La Musica Lirica is a five-week training program structured for performance artists looking to gain hands-on training and experience, immersed in its environment, as a way to help bridge the gap between college and career.  Founded in 1999, this music festival now produces three to four operas each season with over seventy performers. Soprano Brygida Bziukiewicz-Kulig is the General and Artistic Director of La Musica Lirica, Mezzo-Soprano Julie Maurer is the Director of Artistic Development, and Maestro Joseph Rescigno is the Artistic Advisor.	

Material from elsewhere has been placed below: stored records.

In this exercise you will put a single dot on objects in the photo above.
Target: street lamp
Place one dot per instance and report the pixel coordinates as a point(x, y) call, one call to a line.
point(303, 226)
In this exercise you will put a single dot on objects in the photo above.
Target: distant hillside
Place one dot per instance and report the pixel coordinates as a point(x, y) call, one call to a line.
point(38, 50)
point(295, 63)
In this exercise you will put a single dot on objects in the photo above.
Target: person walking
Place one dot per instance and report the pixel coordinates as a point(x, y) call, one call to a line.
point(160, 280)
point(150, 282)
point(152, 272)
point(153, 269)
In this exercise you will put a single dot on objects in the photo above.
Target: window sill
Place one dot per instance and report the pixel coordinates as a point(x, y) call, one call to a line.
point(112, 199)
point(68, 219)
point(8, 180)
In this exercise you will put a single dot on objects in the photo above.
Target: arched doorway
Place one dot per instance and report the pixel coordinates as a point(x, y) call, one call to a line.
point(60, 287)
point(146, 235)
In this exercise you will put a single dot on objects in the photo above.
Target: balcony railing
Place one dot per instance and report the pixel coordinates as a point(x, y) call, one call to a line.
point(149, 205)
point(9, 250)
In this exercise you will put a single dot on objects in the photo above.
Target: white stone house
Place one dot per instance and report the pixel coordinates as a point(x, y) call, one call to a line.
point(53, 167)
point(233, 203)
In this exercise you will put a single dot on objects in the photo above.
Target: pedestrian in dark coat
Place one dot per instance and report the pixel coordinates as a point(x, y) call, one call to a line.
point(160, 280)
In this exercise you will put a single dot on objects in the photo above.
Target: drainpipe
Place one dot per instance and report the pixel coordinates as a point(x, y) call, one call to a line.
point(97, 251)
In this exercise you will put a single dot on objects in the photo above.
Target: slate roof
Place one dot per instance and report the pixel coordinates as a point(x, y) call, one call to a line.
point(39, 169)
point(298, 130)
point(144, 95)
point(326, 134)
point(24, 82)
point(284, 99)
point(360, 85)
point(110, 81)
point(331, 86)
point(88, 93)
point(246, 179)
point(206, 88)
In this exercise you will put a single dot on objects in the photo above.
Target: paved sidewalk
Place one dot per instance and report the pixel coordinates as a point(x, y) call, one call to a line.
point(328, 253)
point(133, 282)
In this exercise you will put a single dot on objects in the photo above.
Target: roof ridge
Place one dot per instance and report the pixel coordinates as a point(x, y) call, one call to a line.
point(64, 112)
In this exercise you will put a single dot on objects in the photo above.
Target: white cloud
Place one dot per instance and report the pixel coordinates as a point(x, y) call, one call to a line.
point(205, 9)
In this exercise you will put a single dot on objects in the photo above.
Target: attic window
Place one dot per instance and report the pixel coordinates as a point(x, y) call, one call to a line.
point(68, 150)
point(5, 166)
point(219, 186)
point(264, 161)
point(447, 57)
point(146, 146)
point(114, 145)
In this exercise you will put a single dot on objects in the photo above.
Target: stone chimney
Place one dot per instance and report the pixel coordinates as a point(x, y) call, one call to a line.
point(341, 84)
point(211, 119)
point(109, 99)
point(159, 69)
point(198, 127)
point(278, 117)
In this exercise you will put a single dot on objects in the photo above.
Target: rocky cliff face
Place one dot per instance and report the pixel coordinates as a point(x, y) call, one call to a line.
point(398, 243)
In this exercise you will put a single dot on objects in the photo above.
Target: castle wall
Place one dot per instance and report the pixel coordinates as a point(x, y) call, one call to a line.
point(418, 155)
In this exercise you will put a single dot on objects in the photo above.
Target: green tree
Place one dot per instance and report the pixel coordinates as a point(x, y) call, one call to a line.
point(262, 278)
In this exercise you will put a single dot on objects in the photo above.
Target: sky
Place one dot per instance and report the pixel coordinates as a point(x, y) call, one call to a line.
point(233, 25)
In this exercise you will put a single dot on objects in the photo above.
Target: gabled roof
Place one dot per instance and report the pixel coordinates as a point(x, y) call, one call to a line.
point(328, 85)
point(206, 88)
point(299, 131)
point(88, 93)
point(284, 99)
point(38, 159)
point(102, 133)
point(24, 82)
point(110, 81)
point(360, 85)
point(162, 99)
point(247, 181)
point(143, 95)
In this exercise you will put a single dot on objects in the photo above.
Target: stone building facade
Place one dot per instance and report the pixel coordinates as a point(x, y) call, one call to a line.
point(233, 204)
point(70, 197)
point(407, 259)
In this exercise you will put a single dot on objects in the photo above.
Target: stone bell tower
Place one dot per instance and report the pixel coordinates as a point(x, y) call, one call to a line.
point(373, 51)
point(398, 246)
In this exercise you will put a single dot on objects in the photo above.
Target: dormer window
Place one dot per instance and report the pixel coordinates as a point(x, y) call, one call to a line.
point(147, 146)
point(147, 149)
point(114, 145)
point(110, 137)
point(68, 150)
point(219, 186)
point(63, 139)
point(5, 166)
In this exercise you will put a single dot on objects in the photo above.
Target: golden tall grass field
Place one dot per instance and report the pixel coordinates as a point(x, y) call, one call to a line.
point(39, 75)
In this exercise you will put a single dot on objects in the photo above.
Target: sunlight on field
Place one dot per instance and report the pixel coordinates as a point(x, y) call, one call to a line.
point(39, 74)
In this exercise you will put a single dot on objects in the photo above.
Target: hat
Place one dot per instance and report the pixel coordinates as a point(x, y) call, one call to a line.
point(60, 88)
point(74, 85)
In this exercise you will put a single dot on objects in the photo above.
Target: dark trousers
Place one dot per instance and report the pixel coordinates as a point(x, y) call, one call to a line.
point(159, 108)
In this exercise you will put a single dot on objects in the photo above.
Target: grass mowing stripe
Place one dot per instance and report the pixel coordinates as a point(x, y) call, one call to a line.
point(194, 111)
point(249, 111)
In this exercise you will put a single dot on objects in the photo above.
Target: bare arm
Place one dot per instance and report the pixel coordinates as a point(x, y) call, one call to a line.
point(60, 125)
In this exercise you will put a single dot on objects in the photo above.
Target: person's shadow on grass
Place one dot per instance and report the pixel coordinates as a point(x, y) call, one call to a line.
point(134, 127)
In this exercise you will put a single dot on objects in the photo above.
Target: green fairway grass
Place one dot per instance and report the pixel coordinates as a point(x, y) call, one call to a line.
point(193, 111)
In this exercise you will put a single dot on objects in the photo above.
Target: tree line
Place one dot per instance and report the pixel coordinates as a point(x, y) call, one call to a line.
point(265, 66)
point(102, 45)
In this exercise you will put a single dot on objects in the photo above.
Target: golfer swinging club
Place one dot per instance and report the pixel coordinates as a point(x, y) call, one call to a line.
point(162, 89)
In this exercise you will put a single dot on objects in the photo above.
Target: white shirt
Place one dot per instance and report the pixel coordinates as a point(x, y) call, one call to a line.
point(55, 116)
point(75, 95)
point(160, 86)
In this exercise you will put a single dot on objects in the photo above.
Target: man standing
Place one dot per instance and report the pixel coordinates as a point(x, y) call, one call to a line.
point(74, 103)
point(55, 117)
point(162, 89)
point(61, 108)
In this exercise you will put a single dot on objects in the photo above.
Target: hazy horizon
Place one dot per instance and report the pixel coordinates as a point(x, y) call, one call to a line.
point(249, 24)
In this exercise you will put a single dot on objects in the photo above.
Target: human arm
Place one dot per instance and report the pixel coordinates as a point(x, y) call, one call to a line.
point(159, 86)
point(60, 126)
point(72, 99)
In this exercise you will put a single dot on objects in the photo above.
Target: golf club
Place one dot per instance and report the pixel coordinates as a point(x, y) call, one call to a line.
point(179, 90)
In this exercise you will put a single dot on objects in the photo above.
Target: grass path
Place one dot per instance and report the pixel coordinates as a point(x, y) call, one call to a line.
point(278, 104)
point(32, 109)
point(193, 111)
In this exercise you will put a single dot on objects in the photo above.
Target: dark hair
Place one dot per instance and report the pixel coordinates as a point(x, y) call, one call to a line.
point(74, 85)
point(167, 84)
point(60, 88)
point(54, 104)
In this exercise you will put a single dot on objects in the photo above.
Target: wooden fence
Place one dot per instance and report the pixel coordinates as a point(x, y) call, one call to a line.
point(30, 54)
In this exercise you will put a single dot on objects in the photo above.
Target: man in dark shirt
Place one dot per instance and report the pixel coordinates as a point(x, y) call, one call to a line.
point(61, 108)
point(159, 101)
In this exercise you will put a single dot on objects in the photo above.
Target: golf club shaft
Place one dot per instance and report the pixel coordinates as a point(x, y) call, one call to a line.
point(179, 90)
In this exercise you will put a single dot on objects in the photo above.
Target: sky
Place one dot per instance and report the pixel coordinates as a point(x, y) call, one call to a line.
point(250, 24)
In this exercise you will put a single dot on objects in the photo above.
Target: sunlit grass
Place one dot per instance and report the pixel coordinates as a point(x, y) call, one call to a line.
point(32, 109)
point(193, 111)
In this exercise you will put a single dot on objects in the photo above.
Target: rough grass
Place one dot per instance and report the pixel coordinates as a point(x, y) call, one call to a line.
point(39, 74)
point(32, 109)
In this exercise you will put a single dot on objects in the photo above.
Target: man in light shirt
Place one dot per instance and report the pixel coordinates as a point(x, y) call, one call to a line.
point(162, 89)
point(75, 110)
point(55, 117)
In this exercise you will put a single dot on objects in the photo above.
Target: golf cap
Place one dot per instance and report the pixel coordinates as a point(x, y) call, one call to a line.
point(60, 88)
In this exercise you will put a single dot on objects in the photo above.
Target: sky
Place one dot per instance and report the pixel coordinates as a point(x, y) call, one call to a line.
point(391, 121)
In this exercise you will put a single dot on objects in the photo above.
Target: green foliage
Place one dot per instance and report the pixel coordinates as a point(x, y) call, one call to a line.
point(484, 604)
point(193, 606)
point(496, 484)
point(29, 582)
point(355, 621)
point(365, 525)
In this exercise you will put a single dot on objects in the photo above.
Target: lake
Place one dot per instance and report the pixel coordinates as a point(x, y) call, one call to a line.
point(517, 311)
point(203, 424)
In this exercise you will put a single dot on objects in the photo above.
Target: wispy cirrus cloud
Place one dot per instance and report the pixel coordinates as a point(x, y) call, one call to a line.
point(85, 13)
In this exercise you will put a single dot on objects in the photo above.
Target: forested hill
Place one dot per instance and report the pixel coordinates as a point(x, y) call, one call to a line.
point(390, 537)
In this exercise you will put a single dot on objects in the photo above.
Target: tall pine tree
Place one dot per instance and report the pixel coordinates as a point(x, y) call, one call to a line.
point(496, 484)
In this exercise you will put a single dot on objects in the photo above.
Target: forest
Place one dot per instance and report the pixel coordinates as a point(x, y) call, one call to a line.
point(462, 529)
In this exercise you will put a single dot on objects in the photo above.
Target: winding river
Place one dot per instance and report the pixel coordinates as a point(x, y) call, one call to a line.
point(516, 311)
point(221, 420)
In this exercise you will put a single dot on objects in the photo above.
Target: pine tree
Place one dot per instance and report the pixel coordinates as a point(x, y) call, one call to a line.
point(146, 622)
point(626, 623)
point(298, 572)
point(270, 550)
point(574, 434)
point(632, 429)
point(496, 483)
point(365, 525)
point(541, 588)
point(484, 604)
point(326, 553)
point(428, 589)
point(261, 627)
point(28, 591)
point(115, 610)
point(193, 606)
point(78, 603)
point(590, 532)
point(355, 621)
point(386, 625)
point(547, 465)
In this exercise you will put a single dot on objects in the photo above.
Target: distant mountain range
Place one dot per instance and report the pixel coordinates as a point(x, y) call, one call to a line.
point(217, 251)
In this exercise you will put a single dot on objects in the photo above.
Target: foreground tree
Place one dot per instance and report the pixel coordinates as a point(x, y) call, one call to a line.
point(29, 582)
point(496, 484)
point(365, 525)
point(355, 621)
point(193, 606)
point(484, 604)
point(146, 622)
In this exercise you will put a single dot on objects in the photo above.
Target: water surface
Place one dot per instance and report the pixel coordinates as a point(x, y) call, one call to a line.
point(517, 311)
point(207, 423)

The program is geared toward advanced singers that are ready to begin or have already started a professional career as an opera singer. Rehearsals are run on a professional level. Each participant receives up to 20 hours of Italian per week, two half-hour weekly coachings with Rossini Opera Festival Coaches, two forty-five-minute voice lessons per week, two to four recitative classes with maestri and weekly masterclasses with resident faculty. The operas are all double cast. Those participants cast in roles perform two of the four fully stage performances with a professional orchestra. 

Recent conductors, stage directors and vocal faculty include Alberto Zedda, Joseph Rescigno, Candace Evans, Francois Loup, Dejan Miladinovic, Ubaldo Fabbri, Julia Faulkner, Mary Anne Scott, Karen Peeler, John DeHaan, Kathy Kraulik, Brooks Hafey, Robert Breault, Emily Williams, Jeffrey Price and Dennis Jesse.